5 of the Methods Americans Use to Pay Down Debt

By Lindsay Frankel
Inside Subprime: July 29, 2020

If there’s one thing Americans have plenty of, it’s debt. We’re carrying a collective $4.2 trillion in non-housing debt, according to the most recent data from the Federal Reserve Bank of New York. Individual debt can range from healthy credit card spending to crushing debt from multiple sources that overwhelms households financially. 

Debt not only puts a strain on your income, but it also hinders your ability to access credit at affordable rates, especially if you’re spending with credit cards. Even if you make the minimum payments each month, a high credit utilization (using more than 30 percent of your available credit) will negatively impact your credit score. That means that if you have a lot of credit card debt, you might have trouble getting approved for a home or car loan, or you may be forced to pay much higher interest rates. 

Debt can pile up fast, especially high-interest debt. If you’re struggling with debt, it’s important to get ahead of the problem as soon as possible, before you owe even more in interest. There are a handful of ways to go about managing your debt. Any of these strategies can be helpful, so choose the one that works best for you. 

The Debt Avalanche Method

The debt avalanche method is the most efficient and least costly way to pay down debt. It involves prioritizing your highest interest debts so that you’ll pay less money in interest in the long run. Here’s how it works:

  1. List your debts in order of interest rate
  2. Divide up your income to cover the minimum payments on all your debts first
  3. Put any extra income towards the highest interest debt
  4. Once the first account is paid off, devote any extra payments towards the next debt on the list

Each time you finish paying off an account, you’ll have more money to put towards your other debts. The avalanche method can feel slow before it picks up speed, which is overwhelming to some people. You might not feel like you’re making much progress at first, but is mathematically the fastest (and cheapest) way to pay off debt. Still, the debt snowball method may be more motivating for some people. 

The Debt Snowball Method

The debt snowball method involves prioritizing your smallest debts first. It’s the quickest way to reduce the number of accounts you have in debt, but it will cost more in the long run than the debt avalanche method. Here’s how it works:

  1. List your debts in order of amount, from smallest to greatest
  2. Divide up your income to cover the minimum payments on all your debts first
  3. Put any extra income towards the smallest debt
  4. Once the first account is paid off, devote any extra payments towards the next debt on the list

Because you’ll be able to eliminate an account fastest with this method, you’ll start to see your success quickly. It can be motivating to see you’re making progress. While the debt snowball method isn’t as efficient as the debt avalanche method, the strategy still works well. If you think you’re more likely to stick with this method, it’s probably a good choice to get you out of debt. 

Balance Transfer

A balance transfer can earn you a huge break on interest, and can be helpful on its own or in combination with one of the strategies above. It will effectively cut the interest rate on one of your debts to 0 percent, but you’ll likely need good credit to qualify. Many credit card issuers offer a 0 percent introductory APR that lasts anywhere from six to 18 months. Some cards charge a balance transfer fee, however, so be sure that this will be offset by the interest savings. 

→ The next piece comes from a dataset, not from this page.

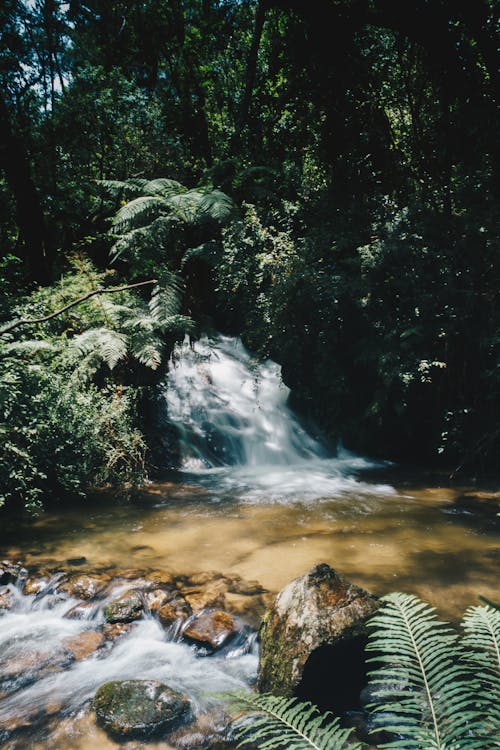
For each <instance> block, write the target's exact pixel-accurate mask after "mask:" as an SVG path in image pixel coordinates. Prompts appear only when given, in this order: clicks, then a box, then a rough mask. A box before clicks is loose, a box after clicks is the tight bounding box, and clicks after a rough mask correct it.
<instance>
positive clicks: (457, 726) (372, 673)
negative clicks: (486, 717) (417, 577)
mask: <svg viewBox="0 0 500 750" xmlns="http://www.w3.org/2000/svg"><path fill="white" fill-rule="evenodd" d="M383 601H384V602H385V607H383V608H382V609H381V610H380V611H379V612H378V613H377V614H376V615H375V616H374V617H373V618H372V620H371V621H370V623H369V625H370V627H371V629H372V630H373V632H372V634H371V636H370V640H369V644H368V646H367V650H369V651H373V652H375V653H376V656H375V657H374V658H371V659H370V660H369V661H371V662H376V663H377V664H378V665H379V666H378V669H376V670H374V671H373V672H372V673H371V675H370V678H371V679H370V682H371V686H372V688H373V694H374V697H375V699H376V700H377V702H376V703H375V704H374V705H373V709H374V716H375V724H376V726H377V729H383V730H386V731H388V732H391V733H395V734H397V735H400V736H401V739H395V740H394V741H393V742H391V743H389V744H388V745H387V747H391V748H399V749H400V750H403V749H404V750H421V749H422V748H423V747H425V748H427V747H429V748H435V749H436V750H469V749H472V748H476V747H482V748H483V750H486V748H489V747H493V745H490V744H488V741H489V740H490V739H491V737H489V738H488V737H485V736H484V732H485V730H484V725H483V722H482V719H483V716H482V713H481V710H480V707H479V706H478V705H477V699H476V691H477V688H478V682H477V680H475V679H474V677H473V675H472V673H471V670H470V669H469V667H468V666H467V665H466V664H464V662H463V658H462V657H463V649H462V647H461V646H460V643H459V639H458V635H457V634H456V633H454V632H453V631H452V630H451V629H450V628H449V627H448V626H447V625H446V624H445V623H442V622H440V621H439V620H438V619H437V617H436V616H435V614H434V610H433V608H432V607H430V606H429V605H427V604H424V603H423V602H421V601H420V600H419V599H417V598H416V597H415V596H410V595H408V594H400V593H394V594H389V595H388V596H386V597H384V598H383ZM478 743H482V744H478Z"/></svg>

Taking advantage of a balance transfer offer can save you a significant chunk of change. For example, if you have a $10,000 credit card balance on a card with 18 percent APR, and you transfer that balance to a card with no interest for 18 months while you pay it off, you’ll save $1,371 in interest charges. Just make sure that you’re not tempted to spend more with your new card; a tight budget is key to paying down debt faster. 

Debt Consolidation

Another way you can save money on interest is by taking out a personal loan (provided you can get one with a low interest rate) and using that cash to pay off higher-interest debts immediately. The benefit of this strategy is that you’ll only have one monthly payment to worry about, so it’s a good idea to consider if you struggle to stay on top of when your payments are due. But you need to make sure that the personal loan you qualify for has a lower interest rate than your existing debts. 

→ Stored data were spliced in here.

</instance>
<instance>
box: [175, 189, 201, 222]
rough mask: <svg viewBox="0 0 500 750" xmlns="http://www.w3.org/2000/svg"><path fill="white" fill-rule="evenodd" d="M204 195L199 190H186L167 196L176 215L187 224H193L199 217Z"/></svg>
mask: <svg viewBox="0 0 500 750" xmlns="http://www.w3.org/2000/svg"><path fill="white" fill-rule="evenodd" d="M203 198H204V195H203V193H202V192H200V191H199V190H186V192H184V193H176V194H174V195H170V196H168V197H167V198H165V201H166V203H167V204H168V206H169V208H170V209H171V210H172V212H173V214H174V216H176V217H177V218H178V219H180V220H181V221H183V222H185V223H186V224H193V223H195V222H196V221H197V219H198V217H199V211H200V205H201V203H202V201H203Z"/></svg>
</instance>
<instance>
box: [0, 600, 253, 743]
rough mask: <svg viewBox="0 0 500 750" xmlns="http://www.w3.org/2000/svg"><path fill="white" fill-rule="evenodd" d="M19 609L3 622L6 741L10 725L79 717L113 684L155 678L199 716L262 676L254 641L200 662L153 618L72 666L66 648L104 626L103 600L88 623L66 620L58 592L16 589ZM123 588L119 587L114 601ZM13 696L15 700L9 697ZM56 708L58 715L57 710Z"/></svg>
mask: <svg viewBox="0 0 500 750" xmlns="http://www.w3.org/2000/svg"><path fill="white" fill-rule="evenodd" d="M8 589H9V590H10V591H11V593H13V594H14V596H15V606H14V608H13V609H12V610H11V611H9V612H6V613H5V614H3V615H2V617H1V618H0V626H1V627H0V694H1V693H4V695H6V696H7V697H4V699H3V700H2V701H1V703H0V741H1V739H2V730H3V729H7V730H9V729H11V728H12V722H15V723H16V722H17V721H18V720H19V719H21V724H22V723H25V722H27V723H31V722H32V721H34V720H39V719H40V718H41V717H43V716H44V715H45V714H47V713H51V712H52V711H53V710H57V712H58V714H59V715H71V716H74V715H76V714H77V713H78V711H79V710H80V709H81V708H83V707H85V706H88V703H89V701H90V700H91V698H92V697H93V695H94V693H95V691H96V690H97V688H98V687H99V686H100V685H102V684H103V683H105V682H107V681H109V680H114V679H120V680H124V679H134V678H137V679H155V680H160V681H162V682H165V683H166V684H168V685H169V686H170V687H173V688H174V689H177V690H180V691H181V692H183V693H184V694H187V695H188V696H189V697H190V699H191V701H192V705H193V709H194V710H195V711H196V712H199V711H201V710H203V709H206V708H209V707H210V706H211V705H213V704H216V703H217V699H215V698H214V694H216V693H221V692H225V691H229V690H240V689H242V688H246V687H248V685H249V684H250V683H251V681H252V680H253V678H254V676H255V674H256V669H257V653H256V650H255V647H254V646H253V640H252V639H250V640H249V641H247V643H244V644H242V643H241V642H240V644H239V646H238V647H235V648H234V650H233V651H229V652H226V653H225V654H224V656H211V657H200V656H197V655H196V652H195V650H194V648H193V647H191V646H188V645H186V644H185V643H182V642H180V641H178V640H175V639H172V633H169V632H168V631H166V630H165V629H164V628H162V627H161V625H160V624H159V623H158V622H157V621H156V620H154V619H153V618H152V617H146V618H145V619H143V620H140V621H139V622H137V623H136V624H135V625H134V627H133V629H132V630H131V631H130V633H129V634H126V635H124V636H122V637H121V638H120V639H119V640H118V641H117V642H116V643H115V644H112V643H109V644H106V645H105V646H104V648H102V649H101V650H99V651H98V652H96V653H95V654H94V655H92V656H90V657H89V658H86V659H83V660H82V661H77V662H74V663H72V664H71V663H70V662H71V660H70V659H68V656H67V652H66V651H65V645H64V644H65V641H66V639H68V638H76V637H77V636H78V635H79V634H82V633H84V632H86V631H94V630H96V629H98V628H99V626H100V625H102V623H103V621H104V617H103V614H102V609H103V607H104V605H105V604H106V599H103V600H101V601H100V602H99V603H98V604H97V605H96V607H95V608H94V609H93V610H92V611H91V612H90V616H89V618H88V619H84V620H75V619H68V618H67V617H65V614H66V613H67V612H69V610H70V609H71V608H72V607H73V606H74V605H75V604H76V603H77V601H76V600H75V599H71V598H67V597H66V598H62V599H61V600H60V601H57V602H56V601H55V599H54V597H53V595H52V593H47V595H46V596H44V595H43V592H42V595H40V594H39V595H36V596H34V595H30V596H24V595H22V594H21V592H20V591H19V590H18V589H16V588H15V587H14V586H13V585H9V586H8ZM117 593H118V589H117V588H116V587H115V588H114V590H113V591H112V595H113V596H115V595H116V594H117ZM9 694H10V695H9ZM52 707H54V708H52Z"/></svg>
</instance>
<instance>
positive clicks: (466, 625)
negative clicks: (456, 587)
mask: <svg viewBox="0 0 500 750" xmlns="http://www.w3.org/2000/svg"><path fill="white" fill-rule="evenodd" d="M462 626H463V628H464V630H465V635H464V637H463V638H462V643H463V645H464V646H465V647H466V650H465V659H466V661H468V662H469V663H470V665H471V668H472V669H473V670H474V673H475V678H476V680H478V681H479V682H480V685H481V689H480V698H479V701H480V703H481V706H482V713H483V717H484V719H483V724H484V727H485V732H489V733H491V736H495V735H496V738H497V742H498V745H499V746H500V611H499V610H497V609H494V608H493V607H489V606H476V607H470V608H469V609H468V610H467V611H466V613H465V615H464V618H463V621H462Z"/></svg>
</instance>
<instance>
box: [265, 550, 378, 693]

This will likely be the case if you have good credit; the average interest rate for all credit card accounts is 14.5 percent, while the average interest rate on a 2-year personal loan is just 9.5 percent. Using these figures, you’d save $504 by consolidating $10,000 in credit card debt with a 2-year personal loan. 

Debt Settlement

If you already have past-due payments but have a sum of money you’re able to put towards your debt at once, you may be able to settle your debt for less than you owe. You can either negotiate with the lender or creditor yourself, or you can get help from a debt settlement agency. Many of these programs require that you make payments into a savings account until your debt is settled, so you should check to make sure the program fits with your budget before agreeing to enroll. You should also be aware that your credit could take a hit during the process, as you’ll likely stop making payments to creditors directly. 

You should also beware of debt settlement scams. Never give money to an agency upfront for settling your debts, and beware any business advertising a “new government program” for personal debt relief. If the company makes guarantees that sound too good to be true, you’re probably looking at a scam.